Dia tahu benar apa resikonya jika dia berkata jujur pada Ardiaz. Dia harus siap jika pernikahan mereka dibatalkan dan dia akan kehilangan Ardiaz mungkin untuk selamanya. Tidak hanya kehilangan mungkin juga kebencian Ardiaz yang akan dia dapatkan. Tapi di sisi lain dia merasa kejujuran adalah langkah yang tepat.

Jika pun dia terus menyembunyikan semuanya, pada akhirnya Ardiaz akan tahu setelah pernikahan mereka. Mungkin saat itu hubungan mereka sudah resmi sebagai suami istri. Tapi jika ternyata Ardiaz kecewa dan tidak bisa menerimanya, maka rumah tangga mereka hanya akan menjadi seperti neraka nantinya.

Setelah meneguhkan tekadnya, Adinda pun memutuskan untuk jujur pada calon suaminya. Dia berniat untuk menghubungi Ardiaz. Bahkan kalau perlu dia akan mendatangi laki-laki itu secara langsung. Dia akan meminta maaf dan menjelaskan semuanya.

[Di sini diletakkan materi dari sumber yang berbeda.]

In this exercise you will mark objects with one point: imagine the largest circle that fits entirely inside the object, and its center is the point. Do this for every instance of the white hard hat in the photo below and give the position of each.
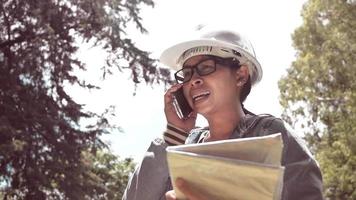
(222, 43)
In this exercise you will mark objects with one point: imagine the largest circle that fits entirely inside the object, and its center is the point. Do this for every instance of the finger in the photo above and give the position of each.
(193, 115)
(168, 97)
(171, 195)
(188, 191)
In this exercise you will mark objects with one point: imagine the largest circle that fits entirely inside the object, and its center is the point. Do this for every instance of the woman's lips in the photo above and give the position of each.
(200, 95)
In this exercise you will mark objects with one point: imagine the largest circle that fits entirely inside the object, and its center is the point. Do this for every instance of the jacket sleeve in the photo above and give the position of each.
(150, 180)
(302, 176)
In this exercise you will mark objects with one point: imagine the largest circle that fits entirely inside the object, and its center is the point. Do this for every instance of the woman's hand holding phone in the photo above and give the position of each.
(187, 123)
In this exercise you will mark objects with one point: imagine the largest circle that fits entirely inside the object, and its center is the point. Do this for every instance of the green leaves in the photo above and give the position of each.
(45, 153)
(319, 90)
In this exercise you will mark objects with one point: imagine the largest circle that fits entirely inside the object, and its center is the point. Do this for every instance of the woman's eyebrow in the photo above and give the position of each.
(205, 58)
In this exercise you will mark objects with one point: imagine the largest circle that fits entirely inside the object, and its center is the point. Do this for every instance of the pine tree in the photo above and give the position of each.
(45, 153)
(319, 91)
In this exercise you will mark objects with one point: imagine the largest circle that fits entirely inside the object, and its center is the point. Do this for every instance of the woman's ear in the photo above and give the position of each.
(242, 75)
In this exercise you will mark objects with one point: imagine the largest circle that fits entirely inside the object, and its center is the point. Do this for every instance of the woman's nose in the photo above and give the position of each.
(196, 80)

Adinda sudah pasrah akan hasil akhirnya. Dia hanya tidak ingin menyakiti hati Ardiaz dengan kebohongan yang besar. Setelah menyusun tekad, Adinda pun mulai memikirkan waktu yang tepat. Waktu ketika dia sudah memiliki keberanian untuk mengungkapkan.

“Ya Allah…sekarang aku pasrahkan semuanya pada-Mu. Sungguh aku sudah kehilangan harap untuk sekarang,” keluh Adinda sebelum pintu kamarnya tiba-tiba diketuk. Sesaat kemudian terdengar panggilan ibunya yang mengajak untuk makan malam.

Salma bukannya tidak bisa melihat perubahan sikap putrinya beberapa hari belakangan. Dia juga pernah menyampaikan kekhawatirannya itu pada sang suami. Namun seperti biasa Ahyan lebih bersikap tenang dan mengurai kecemasan istrinya.

“Tidak perlu dipikirkan. Wajar saja jika sikap Adin sedikit aneh. Sebentar lagi dia akan menikah dan statusnya akan berubah. Mungkin ini demam sebelum pernikahan. Bukankah dulu kau juga merasa gugup saat akan menikah denganku?” ujar Ahyan malah setengah menggoda.

“Ini beda, Pa. Insting seorang ibu itu sangat kuat. Mama merasa apa yang dialami Adinda bukan sekedar kegugupan menjelang hari pernikahan. Seperti ada hal lain dia sembunyikan. Bahkan mama juga pernah mendapati dia habis menangis. Mama khawatir terjadi sesuatu yang buruk, Pa” keluh Salma.

“Mama, jaga ucapan ya. Kalau ada malaikat lewat dan mengamini bagaimana? Mama mau sesuatu yang buruk benar-benar terjadi pada putri kita?” kata Ahyan membuat Salma sontak menggeleng dengan cepat.

“Ya sudah. Cukup berprasangka baik saja pada takdir Allah. Allah lebih tahu yang terbaik untuk semuanya,” hibur Ahyan hanya disambut anggukan kecil oleh Salma. Dia menuruti perkataan sang suami dan menganggap pikirannya saja yang terlalu khawatir berlebihan. Mereka pun mengambil posisi lebih dulu dan menunggu Adinda di meja makan.